Alors que Corneille Nanga relaie le discours selon lequel la RDC devrait abandonner sa forme d’État unitaire décentralisé pour adopter un État fédéral, Jean Thierry Monsenepwo démonte cette thèse qu’il qualifie d’idéologie infiltrée, au service du projet stratégique de Kagame.
Pour Monsenepwo, le fédéralisme n’a rien de nouveau pour la RDC. Le pays l’a déjà expérimenté dans les années 1960, notamment avec la sécession katangaise de Moïse Tshombe. Cette tentative d’autonomie provinciale avait entraîné une série de conflits, la fragmentation du territoire et l’affaiblissement sévère de l’autorité centrale. Les crises du Katanga et du Sud-Kasaï ont montré que, dans un État jeune et fragilisé, le fédéralisme peut devenir un moteur de désordre plutôt qu’un facteur de stabilité.

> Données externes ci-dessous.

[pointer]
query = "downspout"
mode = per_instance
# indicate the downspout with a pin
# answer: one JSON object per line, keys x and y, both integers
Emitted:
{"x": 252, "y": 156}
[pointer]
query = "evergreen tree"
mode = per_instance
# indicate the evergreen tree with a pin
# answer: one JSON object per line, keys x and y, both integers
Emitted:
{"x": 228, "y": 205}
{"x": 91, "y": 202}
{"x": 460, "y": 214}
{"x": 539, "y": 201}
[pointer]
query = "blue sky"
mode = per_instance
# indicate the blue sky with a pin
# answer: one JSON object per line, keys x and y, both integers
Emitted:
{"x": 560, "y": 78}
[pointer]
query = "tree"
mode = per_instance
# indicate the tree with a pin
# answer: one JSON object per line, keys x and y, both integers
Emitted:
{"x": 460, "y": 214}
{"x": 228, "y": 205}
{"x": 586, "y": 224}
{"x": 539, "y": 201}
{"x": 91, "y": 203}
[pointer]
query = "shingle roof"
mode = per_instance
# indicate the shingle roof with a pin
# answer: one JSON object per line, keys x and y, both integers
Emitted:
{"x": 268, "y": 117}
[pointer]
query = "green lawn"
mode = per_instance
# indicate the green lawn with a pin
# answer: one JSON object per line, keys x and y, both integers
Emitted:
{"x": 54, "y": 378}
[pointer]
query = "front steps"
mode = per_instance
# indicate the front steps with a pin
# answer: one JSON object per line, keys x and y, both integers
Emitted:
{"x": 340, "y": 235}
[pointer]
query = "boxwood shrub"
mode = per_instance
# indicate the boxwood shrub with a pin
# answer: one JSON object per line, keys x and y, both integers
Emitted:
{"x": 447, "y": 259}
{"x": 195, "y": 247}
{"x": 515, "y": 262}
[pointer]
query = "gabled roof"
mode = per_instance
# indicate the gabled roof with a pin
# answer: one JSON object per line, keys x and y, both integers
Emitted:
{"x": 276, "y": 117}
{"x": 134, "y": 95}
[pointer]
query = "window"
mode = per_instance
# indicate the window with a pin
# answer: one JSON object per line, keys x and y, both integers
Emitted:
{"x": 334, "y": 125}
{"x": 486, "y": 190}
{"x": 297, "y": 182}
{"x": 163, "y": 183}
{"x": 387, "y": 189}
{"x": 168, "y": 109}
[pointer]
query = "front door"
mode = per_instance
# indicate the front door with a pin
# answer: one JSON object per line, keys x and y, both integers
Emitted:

C’est pourquoi Thierry Monsenepwo estime que le discours fédéraliste porté aujourd’hui par Nanga n’est qu’une nouvelle façade d’un vieux projet : celui de créer des fissures internes pour ouvrir la voie à une balkanisation de la RDC. Selon lui, Kagame tente d’utiliser les débats constitutionnels comme levier politique afin d’exploiter les tensions au sein du pays.
En conclusion, Monsenepwo rappelle que l’histoire du Congo prouve que l’État unitaire, bien géré et réellement décentralisé, reste la voie la plus sûre pour préserver l’unité nationale et protéger le pays de toute tentative de fragmentation.